Avoiding libraries as a default and knowing when to make an exception is the most important part of being a front end dev these days. Reaching for libraries as a default solution to any problem (which is what 90% of FE devs do) is a great way to fuck up every project you're on.
There is a huge class of people that aren't capable (either they're too junior or lack the ability or motivation) of writing core functionality themselves, and are only able to stitch libraries together. Is the stuff they create painful to use? Generally yea. Does it create enormous technical debt for the rest of the team? Yep. But does it tick feature boxes that people pay money for? Also yea.
I think for those folks, "prefer writing your own 'ReactFlyout' module" is literally not a path forward. Like it or not, those folks make up a large portion of the work force.
There are software organizations that live by a "prefer renting and buying over building it" tenet, for the same reasons that outsourcing made sense to the MBA types. But when you all of a sudden need to render a button differently, or a service goes down, they refuse to take any responsibility for the mess.
Even if one had a good reason to use fewer libraries in a product, his reasoning that "most libraries are written by junior developers" is a ridiculous and somewhat insulting justification.
From my experience with React and Next.js, limiting the amount of dependencies can make things easier as far as updating React versions without being locked into an older major version because of a dependency.
I've been burned by a couple of libraries namely because they didn't handle hooks properly or were creating bugs that I couldn't understand.
The conclusion the author makes (only use libraries that are well maintained by a known team) is a pretty good heuristic for which libraries to choose.
default-deny of libraries is probably a good rule of thumb for writing maintainable react code. i'm not sure we'd reject hiring someone who doesn't understand why, but it's something senior folks should learn after maintaining enough oss code in the relevant oss ecosystems, and if someone hasn't, we'd catch+teach as part of standard SDLC.
tools like snyk.io overviews of most packages show why so many are landmines you're planting, not time savers. if you've never felt that pain... that's interesting. it's odd to not be hit by their issues when things like major upgrades happen (every year or two, right, else you're outside of LTS windows!), routine scans+penchecks, and other aspects of writing code that isn't going to destroy your customers safety + team's productivity.
Especially if they want to write a custom form library. Everyone thinks this is a good idea.
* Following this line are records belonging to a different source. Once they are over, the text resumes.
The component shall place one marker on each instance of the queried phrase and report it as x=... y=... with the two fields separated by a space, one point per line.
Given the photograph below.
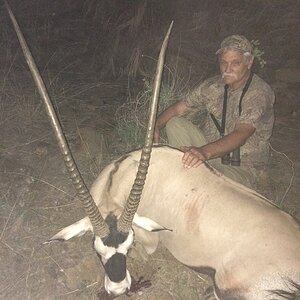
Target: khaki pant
x=182 y=132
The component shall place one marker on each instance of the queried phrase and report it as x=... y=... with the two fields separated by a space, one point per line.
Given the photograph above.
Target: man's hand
x=193 y=157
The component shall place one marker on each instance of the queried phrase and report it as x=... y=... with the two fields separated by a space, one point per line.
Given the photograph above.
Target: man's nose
x=228 y=68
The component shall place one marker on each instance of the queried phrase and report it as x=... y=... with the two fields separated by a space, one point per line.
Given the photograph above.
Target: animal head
x=112 y=237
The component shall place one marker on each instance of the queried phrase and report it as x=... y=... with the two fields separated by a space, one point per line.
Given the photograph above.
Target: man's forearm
x=228 y=143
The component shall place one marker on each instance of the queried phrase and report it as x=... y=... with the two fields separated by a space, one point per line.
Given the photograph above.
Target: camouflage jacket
x=257 y=109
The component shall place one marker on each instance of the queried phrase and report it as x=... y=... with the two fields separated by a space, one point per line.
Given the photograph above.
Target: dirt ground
x=37 y=198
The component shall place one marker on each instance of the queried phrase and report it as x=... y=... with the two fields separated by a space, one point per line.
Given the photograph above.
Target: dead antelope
x=249 y=246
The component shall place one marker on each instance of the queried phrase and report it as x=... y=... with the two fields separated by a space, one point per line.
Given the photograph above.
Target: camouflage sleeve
x=198 y=98
x=255 y=105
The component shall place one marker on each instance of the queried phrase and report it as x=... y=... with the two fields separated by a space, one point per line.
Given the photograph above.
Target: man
x=240 y=116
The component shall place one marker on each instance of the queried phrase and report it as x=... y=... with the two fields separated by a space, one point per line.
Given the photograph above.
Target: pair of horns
x=99 y=225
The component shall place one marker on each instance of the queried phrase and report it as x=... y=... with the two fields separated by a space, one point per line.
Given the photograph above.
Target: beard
x=226 y=74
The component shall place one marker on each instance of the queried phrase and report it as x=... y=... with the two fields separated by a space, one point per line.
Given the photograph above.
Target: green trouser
x=182 y=132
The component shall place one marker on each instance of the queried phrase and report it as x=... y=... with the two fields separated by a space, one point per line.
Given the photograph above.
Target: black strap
x=221 y=128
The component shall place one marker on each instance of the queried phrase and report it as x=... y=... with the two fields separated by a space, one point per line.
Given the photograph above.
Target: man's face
x=235 y=68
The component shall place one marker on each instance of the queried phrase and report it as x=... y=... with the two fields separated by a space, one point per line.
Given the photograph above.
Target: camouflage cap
x=237 y=43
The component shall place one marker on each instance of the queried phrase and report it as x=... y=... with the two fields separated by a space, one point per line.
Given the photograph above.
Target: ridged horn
x=99 y=226
x=133 y=200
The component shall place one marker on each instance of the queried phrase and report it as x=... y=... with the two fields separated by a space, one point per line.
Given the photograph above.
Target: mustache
x=229 y=75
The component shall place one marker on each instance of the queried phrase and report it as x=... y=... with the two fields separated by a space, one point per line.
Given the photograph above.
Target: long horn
x=100 y=227
x=132 y=203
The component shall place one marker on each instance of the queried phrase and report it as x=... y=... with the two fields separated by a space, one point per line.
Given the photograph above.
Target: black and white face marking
x=112 y=251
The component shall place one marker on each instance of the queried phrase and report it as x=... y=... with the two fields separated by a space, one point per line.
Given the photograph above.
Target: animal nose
x=117 y=288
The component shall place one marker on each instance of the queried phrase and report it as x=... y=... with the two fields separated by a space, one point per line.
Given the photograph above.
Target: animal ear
x=148 y=224
x=77 y=229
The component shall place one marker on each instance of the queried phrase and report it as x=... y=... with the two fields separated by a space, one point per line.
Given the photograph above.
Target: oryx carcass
x=208 y=222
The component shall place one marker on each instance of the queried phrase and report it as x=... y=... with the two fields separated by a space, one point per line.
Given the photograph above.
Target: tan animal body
x=250 y=247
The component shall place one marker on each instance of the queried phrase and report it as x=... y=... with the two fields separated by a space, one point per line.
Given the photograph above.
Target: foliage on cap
x=237 y=43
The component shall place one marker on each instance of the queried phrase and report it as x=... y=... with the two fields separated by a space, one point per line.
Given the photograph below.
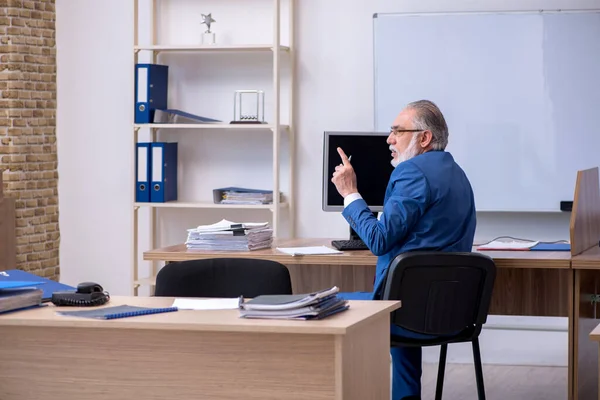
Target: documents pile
x=316 y=305
x=230 y=236
x=235 y=195
x=17 y=295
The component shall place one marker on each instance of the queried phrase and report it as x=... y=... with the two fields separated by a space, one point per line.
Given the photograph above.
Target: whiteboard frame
x=454 y=13
x=429 y=13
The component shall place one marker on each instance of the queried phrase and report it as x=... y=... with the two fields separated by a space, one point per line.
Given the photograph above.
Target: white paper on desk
x=309 y=250
x=207 y=304
x=512 y=245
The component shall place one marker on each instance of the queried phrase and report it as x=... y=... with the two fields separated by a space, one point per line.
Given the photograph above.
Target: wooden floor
x=501 y=382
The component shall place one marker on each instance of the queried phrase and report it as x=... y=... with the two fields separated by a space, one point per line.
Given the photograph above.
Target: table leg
x=585 y=362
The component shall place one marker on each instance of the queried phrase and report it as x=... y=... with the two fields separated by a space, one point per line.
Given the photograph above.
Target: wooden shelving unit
x=275 y=127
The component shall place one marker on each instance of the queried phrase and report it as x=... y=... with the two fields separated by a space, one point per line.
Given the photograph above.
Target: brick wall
x=27 y=129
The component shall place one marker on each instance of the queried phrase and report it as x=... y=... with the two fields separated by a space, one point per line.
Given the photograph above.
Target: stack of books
x=316 y=305
x=17 y=295
x=238 y=195
x=230 y=236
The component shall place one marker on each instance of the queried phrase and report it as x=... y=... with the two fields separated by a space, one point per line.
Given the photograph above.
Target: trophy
x=249 y=107
x=208 y=37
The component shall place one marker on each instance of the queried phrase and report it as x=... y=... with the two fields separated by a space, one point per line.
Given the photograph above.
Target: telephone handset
x=88 y=294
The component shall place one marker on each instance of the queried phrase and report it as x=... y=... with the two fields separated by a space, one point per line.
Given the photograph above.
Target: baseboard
x=536 y=341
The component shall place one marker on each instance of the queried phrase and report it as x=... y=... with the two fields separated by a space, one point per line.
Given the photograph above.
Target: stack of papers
x=316 y=305
x=235 y=195
x=230 y=236
x=507 y=245
x=17 y=295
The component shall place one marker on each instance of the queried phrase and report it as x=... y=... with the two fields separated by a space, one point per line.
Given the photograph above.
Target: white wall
x=335 y=92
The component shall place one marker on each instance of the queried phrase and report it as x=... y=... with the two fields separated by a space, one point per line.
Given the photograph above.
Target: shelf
x=182 y=204
x=210 y=126
x=151 y=281
x=211 y=48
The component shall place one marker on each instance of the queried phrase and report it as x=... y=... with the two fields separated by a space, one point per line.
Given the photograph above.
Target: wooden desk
x=594 y=338
x=528 y=283
x=195 y=355
x=586 y=268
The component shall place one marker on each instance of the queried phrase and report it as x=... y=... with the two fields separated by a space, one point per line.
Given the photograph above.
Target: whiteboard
x=520 y=92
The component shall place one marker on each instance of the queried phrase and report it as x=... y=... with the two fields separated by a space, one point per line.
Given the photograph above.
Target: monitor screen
x=371 y=160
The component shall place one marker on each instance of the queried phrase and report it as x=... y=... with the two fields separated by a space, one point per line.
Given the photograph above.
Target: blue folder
x=151 y=91
x=143 y=169
x=31 y=280
x=164 y=172
x=551 y=247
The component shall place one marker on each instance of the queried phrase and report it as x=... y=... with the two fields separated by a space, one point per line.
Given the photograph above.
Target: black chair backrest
x=441 y=293
x=223 y=277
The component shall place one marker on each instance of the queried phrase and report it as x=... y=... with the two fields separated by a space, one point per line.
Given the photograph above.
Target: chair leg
x=441 y=369
x=478 y=370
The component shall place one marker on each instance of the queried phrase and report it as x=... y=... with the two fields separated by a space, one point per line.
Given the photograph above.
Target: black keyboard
x=355 y=244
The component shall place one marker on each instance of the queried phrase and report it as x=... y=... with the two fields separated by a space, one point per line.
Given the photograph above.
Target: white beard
x=411 y=151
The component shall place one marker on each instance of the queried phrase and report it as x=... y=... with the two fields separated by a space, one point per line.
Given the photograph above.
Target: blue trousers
x=406 y=361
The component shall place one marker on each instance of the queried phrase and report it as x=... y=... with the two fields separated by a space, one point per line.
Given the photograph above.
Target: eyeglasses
x=396 y=131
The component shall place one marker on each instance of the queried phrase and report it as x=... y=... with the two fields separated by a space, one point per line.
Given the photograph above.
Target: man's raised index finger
x=343 y=156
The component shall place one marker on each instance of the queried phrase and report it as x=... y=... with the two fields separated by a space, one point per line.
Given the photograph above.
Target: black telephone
x=88 y=294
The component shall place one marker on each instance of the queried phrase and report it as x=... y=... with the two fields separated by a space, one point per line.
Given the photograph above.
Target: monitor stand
x=353 y=235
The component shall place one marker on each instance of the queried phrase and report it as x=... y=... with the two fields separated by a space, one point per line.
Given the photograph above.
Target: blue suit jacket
x=428 y=205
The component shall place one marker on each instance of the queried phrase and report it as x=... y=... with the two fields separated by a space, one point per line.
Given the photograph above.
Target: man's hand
x=344 y=177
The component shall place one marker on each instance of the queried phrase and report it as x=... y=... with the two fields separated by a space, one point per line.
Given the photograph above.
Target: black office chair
x=223 y=277
x=443 y=294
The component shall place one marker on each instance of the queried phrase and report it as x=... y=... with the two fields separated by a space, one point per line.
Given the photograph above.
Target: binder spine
x=141 y=312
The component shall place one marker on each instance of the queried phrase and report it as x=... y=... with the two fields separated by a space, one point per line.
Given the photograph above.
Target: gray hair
x=429 y=117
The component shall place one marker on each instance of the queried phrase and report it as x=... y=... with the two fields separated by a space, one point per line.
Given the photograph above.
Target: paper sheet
x=512 y=245
x=207 y=304
x=309 y=250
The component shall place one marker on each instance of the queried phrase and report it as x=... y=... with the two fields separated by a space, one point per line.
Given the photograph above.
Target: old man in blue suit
x=428 y=206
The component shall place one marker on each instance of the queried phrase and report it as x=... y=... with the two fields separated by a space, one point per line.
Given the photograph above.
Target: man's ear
x=426 y=139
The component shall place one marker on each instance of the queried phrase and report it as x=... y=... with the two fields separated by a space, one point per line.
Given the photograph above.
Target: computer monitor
x=371 y=160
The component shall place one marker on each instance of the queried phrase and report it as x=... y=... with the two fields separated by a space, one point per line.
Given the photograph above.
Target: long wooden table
x=527 y=283
x=199 y=355
x=586 y=268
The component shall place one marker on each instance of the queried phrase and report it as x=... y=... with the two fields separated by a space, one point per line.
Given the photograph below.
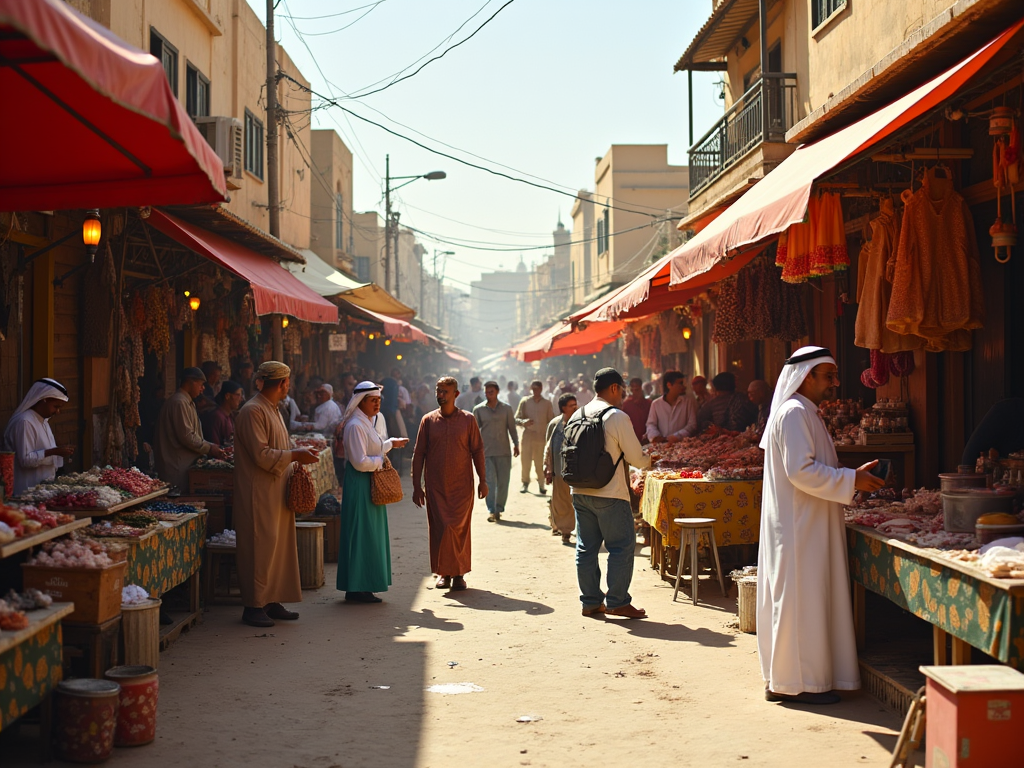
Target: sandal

It's never a good idea, there are so many different features and states forms can be in, and your homebrew thing is going to be a mess.
Weird. From my perspective most React development is comprised of finding the most expressive way to use Algebraic Effects where the language wasn’t designed for it
Don't worry there's a library for that. Probably. And it might or might not have performance issues and odd behavior but that's for the next developer to solve.
No. You can do that with a global variable. Redux’s main features are serializable actions, serializable state, plus localized updates if you use immutable data. It gives you the ability to throw your state at localstorage, send actions over a websocket, easily traverse history (undo, time travel) and keep a log of changes. It’s ok to not need any of this, most projects don’t, but at least write off the library for the correct reasons.
> React is fast by default
Also not true. React does basically no optimization at all besides batching state updates. Your computer is just fast enough that you’ll think it doesn’t matter until it’s too late. Optimizing rendering is 100% on the application author.